How does this code for BernoulliNB classifier works?

51 Views Asked by At

Can someone please explain what this code does? It's from the book "Introduction to Machine Learning with Python" on Bernoulli Naive Bayes classifier:

counts = {}
for label in np.unique(y):
    # iterate over each class
    # count (sum) entries of 1 per feature
    counts[label] = X[y == label].sum(axis=0)
print("Feature counts:\n", counts)

I don't understand what happens on line5.

2

There are 2 best solutions below

0
chrslg On BEST ANSWER

Let's use an example.

import numpy as np
X=np.array([[1,10],[2,20], [3,30], [4,40], [5,50], [6,60]])
y=np.array([11,22,33,11,22,11])

np.unique(y) is [11,22,33]

So label will successively be those.

When label is 11
y==label is [11,22,33,11,22,11]==11 which is [True,False,False,True,False,True]
so X[y==label] is X[[True,False,False,True,False,True]] so it is a selection of rows 0, 3 and 5 of X. So [[1,10],[4,40],[6,60]]
sum(axis=0) sum that along axis 0, so X[y==label].sum(axis=0) is [1+4+6,10+40,60] = [11,110]
so counts[11]=[11,110]

Likewise, when label is 22, y==label is [False,True,False,False,True,False], so X[y==label] is [[2,20],[5,50]] so X[y==label].sum(axis=0) is [7,70], which is affected to counts[22].

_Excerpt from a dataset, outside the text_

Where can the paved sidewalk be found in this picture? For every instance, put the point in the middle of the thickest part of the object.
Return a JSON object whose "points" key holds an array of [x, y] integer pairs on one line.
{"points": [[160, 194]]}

And when label is 33, y==label is just [False,False,True,False,False,False], so X[y==label] is [[3,30]] so X[y==label].sum(axis=0) is [3,30] which is affected to counts[33].

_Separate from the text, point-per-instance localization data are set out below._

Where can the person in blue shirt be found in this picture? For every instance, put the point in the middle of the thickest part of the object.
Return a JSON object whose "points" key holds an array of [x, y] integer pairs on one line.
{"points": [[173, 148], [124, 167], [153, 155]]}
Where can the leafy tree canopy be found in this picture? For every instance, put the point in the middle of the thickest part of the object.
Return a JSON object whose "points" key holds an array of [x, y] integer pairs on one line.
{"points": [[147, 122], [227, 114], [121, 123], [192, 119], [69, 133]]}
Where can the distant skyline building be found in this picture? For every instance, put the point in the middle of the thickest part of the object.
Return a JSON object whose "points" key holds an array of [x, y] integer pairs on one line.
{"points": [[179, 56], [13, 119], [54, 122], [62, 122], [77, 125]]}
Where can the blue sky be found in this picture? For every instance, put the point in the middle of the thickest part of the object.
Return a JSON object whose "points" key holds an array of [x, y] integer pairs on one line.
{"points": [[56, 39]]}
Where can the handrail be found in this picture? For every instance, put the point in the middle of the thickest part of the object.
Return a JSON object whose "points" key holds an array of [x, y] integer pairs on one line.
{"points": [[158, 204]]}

So at the end, if your X data are a list of k values, and y data a list of k classes, chosen among n possibilities, counts are, for each n possible classes, the k sums of the values of data matching that class.

0
UdonN00dle On

Based on the short code snippet, it seems like the variable X is a data frame, and when you do X[y == label], it is filtering the data frame based on the condition where column y matches with the label.

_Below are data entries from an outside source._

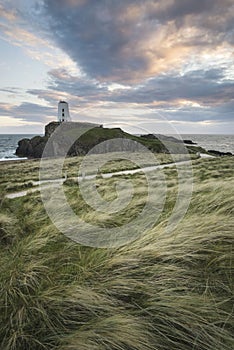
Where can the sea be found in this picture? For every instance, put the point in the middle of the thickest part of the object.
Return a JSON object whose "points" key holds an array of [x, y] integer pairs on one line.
{"points": [[222, 143]]}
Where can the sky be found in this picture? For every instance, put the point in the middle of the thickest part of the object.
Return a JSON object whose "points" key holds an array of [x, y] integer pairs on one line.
{"points": [[143, 65]]}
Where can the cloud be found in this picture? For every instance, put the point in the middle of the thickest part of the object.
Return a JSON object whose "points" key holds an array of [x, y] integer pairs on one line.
{"points": [[28, 112], [129, 41]]}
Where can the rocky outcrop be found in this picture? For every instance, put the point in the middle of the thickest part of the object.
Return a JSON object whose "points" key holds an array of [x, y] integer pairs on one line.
{"points": [[74, 139], [219, 154], [31, 148], [189, 142]]}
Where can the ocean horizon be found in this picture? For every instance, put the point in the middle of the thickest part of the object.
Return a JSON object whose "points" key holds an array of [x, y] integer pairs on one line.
{"points": [[217, 142]]}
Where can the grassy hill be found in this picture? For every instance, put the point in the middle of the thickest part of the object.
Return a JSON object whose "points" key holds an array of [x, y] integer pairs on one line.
{"points": [[166, 292], [82, 137]]}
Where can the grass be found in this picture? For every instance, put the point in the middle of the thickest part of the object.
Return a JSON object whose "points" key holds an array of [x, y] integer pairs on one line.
{"points": [[162, 291]]}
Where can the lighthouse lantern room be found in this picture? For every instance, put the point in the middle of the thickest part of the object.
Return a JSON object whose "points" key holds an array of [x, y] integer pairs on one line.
{"points": [[63, 112]]}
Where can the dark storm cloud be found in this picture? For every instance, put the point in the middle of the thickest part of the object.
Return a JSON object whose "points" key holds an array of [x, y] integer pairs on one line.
{"points": [[124, 41]]}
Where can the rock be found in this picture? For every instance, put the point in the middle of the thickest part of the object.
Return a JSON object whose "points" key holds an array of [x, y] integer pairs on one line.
{"points": [[220, 154], [189, 142]]}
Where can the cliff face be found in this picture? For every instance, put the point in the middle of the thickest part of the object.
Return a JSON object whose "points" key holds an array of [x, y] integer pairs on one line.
{"points": [[77, 138], [74, 139]]}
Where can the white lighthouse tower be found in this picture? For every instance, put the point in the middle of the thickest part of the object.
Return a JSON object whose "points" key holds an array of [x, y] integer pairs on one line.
{"points": [[63, 112]]}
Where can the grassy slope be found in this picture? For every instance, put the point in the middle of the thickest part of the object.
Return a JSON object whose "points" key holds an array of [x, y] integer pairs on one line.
{"points": [[159, 292]]}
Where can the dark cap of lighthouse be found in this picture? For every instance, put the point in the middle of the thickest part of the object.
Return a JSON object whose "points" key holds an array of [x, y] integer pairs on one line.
{"points": [[63, 112]]}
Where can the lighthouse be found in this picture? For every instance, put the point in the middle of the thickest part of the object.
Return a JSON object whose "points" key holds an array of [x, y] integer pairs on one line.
{"points": [[63, 112]]}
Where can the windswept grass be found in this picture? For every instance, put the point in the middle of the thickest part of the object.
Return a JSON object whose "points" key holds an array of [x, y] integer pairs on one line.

Proceeding to the .sum(), it is taking the sum of the rows where column y has the value that matches the label. If this column happens to be a multi-dimensional array, it is taking the sum on the first axis, i.e. vertically.

Finally on the left hand side of the equal sign, it is adding this sum to the counts dictionary where the key is the label.